« L’apartheid est la misère de notre temps », disait Nelson Mandela. Et « la misère est le fléau le plus grave que se créent les hommes de tous temps » avait affirmé avant lui le père Joseph Wresinski. D’un bout à l’autre du globe un même appel de deux hommes qui ne se sont jamais vus face à face mais qui se rencontrent dans un même langage né de leur expérience de vie d’avoir partagé la condition de la mise à l’écart comme un rebut de l’humanité.
Car la mise à l’écart de l’autre, qui commence par lui nier une humanité égale à la sienne propre, n’aboutit-elle pas tôt ou tard à la négation de tous ses droits d’homme et à la spoliation de tous ses moyens d’assumer ses responsabilités envers les siens et le monde qui l’entoure, faisant de lui comme un non-existant, un « mort-vivant », comme disait le père Joseph Wresinski ?
N’est-ce pas pour cela que nous devons tellement nous méfier de toute forme de mise à part d’autrui quel qu’en soit le prétexte : social, ethnique, religieux ou politique ? Elle ne commence pas entre les pays et les peuples, mais en chacun de nous, nous rappelait le père Joseph Wresinski. Aussi la combattre n’est pas seulement ni même d’abord une affaire de lois mais un projet de civilisation : renforcer en chacun, vivre dans nos communautés la conviction non pas tant que l’apartheid est néfaste - car qui y croit vraiment au plus profond de son humanité - mais qu’il n’est pas fatal.

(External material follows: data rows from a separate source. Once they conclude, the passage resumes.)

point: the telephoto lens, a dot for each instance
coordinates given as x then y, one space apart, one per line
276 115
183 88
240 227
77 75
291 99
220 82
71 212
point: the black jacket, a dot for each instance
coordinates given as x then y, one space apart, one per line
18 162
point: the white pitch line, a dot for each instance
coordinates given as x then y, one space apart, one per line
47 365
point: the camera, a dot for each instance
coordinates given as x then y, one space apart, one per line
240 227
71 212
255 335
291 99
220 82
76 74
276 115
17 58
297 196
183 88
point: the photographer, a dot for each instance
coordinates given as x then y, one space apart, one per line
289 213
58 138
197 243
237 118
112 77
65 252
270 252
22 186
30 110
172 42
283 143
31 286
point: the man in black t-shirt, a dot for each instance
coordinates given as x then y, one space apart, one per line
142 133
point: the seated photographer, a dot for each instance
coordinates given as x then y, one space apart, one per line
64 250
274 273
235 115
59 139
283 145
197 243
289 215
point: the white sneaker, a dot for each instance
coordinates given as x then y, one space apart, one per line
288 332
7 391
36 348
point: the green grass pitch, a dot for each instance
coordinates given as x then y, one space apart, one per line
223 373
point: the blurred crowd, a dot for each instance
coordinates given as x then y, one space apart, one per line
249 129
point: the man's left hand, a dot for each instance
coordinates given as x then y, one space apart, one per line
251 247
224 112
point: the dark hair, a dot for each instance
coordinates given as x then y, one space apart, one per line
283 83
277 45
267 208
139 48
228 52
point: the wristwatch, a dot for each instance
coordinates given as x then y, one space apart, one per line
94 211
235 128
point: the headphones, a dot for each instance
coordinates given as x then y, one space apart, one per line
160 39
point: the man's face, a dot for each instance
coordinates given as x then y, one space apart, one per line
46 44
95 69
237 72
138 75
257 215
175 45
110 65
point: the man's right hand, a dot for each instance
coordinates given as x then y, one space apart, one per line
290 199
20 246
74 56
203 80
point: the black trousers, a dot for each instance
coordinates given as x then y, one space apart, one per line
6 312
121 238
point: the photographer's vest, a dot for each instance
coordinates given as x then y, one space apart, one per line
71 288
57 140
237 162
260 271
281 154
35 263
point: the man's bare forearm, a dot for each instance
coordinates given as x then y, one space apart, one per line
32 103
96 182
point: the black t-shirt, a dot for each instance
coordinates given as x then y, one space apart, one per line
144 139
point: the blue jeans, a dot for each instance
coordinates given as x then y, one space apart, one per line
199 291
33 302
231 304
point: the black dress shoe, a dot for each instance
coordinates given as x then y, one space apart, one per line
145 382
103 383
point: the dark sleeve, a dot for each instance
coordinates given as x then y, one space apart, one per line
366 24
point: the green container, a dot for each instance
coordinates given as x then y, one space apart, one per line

Qu’il est fatal, justement, nous pourrions le croire en voyant ce qui se passe en Afrique du Sud, malgré une législation qui devait le bannir. Nous pourrions le croire en voyant ce qui se passe dans le monde, alors que les États ont signé une Déclaration universelle des conventions sur les droits de l’homme ; alors qu’ils ont créé une Commission des droits de l’homme à l’ONU, érigé une Cour européenne à Strasbourg pour garantir leur application. Qui oserait dire que nos États n’ont pas énoncé les principes et créé des instruments pour veiller à ce qu’ils soient respectés ? Alors, s’ils continuent d’être foulés du pied, n’est-ce pas que « personne n’y peut rien » ?
Personne n’y peut-il rien ou n’y croyons-nous pas assez ? N’est-ce pas que nous baissions trop vite les bras, ne croyant plus que les hommes peuvent tout à condition de se mettre ensemble, ce que refusait cet homme venu de la misère que fut le père Joseph Wresinski ? Qu’il refusait, fort de cette expérience à laquelle si peu avaient voulu croire et qu’il réalisa quand même : de faire sortir son peuple de cet apartheid extrême qu’est la misère pour le replacer au cœur de l’histoire de l’humanité.
Temps du scepticisme envers la politique, temps de la méfiance dans l’homme qui nous fait chercher le salut dans une pensée économique unique, il faudrait si peu pour secouer nos fatalismes, il suffirait d’un regard : non pas sur ce qui n’a pas été encore accompli mais sur ce qui a été réussi apparemment envers et contre tout.
« L’heure de l’homme est revenue » nous avertissait le fondateur du Mouvement international ATD Quart Monde. L’heure de l’homme, non seulement de quelques grands hommes, mais l’heure des citoyens. Pour peu qu’ils trouvent parmi eux les Nelson Mandela, les Gandhi, les père Joseph Wresinski autour de qui avoir envie de s’unir parce qu’ils ne cherchent pas à les mobiliser pour leurs propres idées, mais à se mettre à leur service pour réaliser ce à quoi toute l’humanité aspire profondément.